HDU1068Girls and Boys

题目：

Girls and Boys

Time Limit: 20000/10000 MS (Java/Others)    Memory Limit: 65536/32768 K (Java/Others)
Total Submission(s): 13942    Accepted Submission(s): 6561

 

Problem Description

the second year of the university somebody started a study on the romantic relations between the students. The relation “romantically involved” is defined between one girl and one boy. For the study reasons it is necessary to find out the maximum set satisfying the condition: there are no two students in the set who have been “romantically involved”. The result of the program is the number of students in such a set.

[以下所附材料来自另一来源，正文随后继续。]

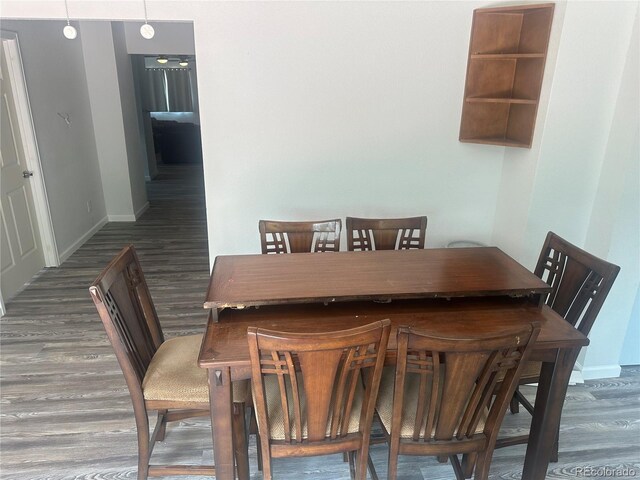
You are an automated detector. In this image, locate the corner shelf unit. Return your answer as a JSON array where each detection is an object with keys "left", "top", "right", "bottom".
[{"left": 460, "top": 3, "right": 554, "bottom": 148}]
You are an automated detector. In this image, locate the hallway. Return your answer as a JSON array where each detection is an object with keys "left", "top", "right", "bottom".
[{"left": 0, "top": 165, "right": 640, "bottom": 480}]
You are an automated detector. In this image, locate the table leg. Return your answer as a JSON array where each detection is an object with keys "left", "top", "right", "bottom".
[
  {"left": 208, "top": 368, "right": 235, "bottom": 480},
  {"left": 522, "top": 349, "right": 580, "bottom": 480}
]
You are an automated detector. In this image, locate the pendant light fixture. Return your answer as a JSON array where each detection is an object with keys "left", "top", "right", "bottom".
[
  {"left": 140, "top": 0, "right": 156, "bottom": 40},
  {"left": 62, "top": 0, "right": 78, "bottom": 40}
]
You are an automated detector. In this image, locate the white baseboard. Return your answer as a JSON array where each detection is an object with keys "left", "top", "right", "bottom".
[
  {"left": 108, "top": 202, "right": 149, "bottom": 222},
  {"left": 582, "top": 365, "right": 622, "bottom": 380},
  {"left": 59, "top": 217, "right": 109, "bottom": 265},
  {"left": 107, "top": 215, "right": 136, "bottom": 222}
]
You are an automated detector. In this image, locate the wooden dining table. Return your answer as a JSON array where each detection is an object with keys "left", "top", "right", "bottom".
[{"left": 199, "top": 247, "right": 589, "bottom": 480}]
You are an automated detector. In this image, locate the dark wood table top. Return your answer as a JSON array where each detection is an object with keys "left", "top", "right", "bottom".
[
  {"left": 199, "top": 297, "right": 589, "bottom": 368},
  {"left": 204, "top": 247, "right": 551, "bottom": 308}
]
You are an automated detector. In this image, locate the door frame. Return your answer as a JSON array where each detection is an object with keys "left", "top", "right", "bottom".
[{"left": 0, "top": 29, "right": 60, "bottom": 314}]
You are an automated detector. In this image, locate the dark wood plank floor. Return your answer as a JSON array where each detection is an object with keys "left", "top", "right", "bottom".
[{"left": 0, "top": 166, "right": 640, "bottom": 480}]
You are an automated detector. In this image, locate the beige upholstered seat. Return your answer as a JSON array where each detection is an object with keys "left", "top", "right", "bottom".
[
  {"left": 142, "top": 335, "right": 251, "bottom": 403},
  {"left": 264, "top": 374, "right": 364, "bottom": 440},
  {"left": 247, "top": 319, "right": 391, "bottom": 480},
  {"left": 376, "top": 324, "right": 540, "bottom": 480},
  {"left": 89, "top": 245, "right": 250, "bottom": 480},
  {"left": 376, "top": 367, "right": 489, "bottom": 438}
]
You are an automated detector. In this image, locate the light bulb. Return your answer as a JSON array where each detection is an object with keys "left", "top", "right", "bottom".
[
  {"left": 62, "top": 25, "right": 78, "bottom": 40},
  {"left": 140, "top": 23, "right": 156, "bottom": 40}
]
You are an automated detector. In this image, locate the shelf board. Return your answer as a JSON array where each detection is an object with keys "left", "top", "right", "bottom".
[
  {"left": 469, "top": 53, "right": 545, "bottom": 60},
  {"left": 465, "top": 97, "right": 538, "bottom": 105},
  {"left": 460, "top": 137, "right": 531, "bottom": 148}
]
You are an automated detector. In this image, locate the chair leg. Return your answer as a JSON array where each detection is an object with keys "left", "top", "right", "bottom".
[
  {"left": 232, "top": 402, "right": 249, "bottom": 480},
  {"left": 509, "top": 387, "right": 520, "bottom": 413},
  {"left": 549, "top": 425, "right": 560, "bottom": 463},
  {"left": 156, "top": 410, "right": 167, "bottom": 442},
  {"left": 259, "top": 436, "right": 271, "bottom": 480},
  {"left": 249, "top": 407, "right": 262, "bottom": 472},
  {"left": 514, "top": 390, "right": 533, "bottom": 415},
  {"left": 367, "top": 455, "right": 379, "bottom": 480},
  {"left": 473, "top": 450, "right": 493, "bottom": 480},
  {"left": 449, "top": 455, "right": 465, "bottom": 480},
  {"left": 135, "top": 412, "right": 151, "bottom": 480},
  {"left": 387, "top": 439, "right": 400, "bottom": 480},
  {"left": 347, "top": 452, "right": 356, "bottom": 480}
]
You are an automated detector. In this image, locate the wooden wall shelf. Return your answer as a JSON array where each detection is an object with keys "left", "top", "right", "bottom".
[{"left": 460, "top": 3, "right": 554, "bottom": 148}]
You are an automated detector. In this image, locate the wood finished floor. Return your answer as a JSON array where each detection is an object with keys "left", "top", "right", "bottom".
[{"left": 0, "top": 166, "right": 640, "bottom": 480}]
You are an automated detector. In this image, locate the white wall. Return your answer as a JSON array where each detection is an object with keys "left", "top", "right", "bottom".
[
  {"left": 195, "top": 2, "right": 504, "bottom": 258},
  {"left": 112, "top": 22, "right": 149, "bottom": 218},
  {"left": 3, "top": 0, "right": 638, "bottom": 378},
  {"left": 520, "top": 2, "right": 638, "bottom": 266},
  {"left": 2, "top": 18, "right": 106, "bottom": 261},
  {"left": 124, "top": 22, "right": 196, "bottom": 55},
  {"left": 79, "top": 22, "right": 135, "bottom": 221},
  {"left": 620, "top": 286, "right": 640, "bottom": 365},
  {"left": 583, "top": 11, "right": 640, "bottom": 378}
]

The input contains several data sets in text format. Each data set represents one set of subjects of the study, with the following description:

the number of students
the description of each student, in the following format
student_identifier:(number_of_romantic_relations) student_identifier1 student_identifier2 student_identifier3 ...
or
student_identifier:(0)

The student_identifier is an integer number between 0 and n-1, for n subjects.
For each given data set, the program should write to standard output a line containing the result.

 

 

Sample Input

7 0: (3) 4 5 6 1: (2) 4 6 2: (0) 3: (0) 4: (2) 0 1 5: (1) 0 6: (2) 0 1 3 0: (2) 1 2 1: (1) 0 2: (1) 0

 

Sample Output

5 2

题目：

有N名学生，每个学生有一组可能的和其余学生的恋爱关系名单，问最多可能组成的恋爱关系数目：

分析：

二分图的最大匹配问题

由于爱慕关系是相互的，所以匹配数会多2倍，最后结果/2

代码:

#include<iostream>
#include<cstring>
#include<cstdlib>
#include<cstdio>
#include<cmath>
#include<algorithm>
#include<vector>
using namespace std;
const int maxn = 1000;
vector<int> G[maxn];
int vis[maxn];
int match[maxn];

void init(){
    memset(match,-1,sizeof(match));
    for(int i=0;i<maxn;i++) G[i].clear();
}

bool findpath(int k){
    for(int i=0;i<G[k].size();i++){
        int v = G[k][i];
        if(!vis[v]){
            vis[v] = 1;
            if(match[v]==-1 || findpath(match[v])){
                match[v] = k;
                return true;
            }
        }
    }
    return false;
}
int Search(int m){
    int cnt = 0;
    for(int i=0;i<m;i++){
        memset(vis,0,sizeof(vis));
        if(findpath(i)) cnt++;
    }
    return cnt;
}

int main(){
    int N;
    while(scanf("%d",&N)!=EOF){
        init();
        int T = N;
        while(T--){
            int a,b;
            scanf("%d: (%d) ",&a,&b);
            for(int i=0;i<b;i++){
                int v;
                scanf("%d",&v);
                G[a].push_back(v);
            }
        }
        int res = Search(N);
        printf("%d\n",N-res/2);
    }
    return 0;
}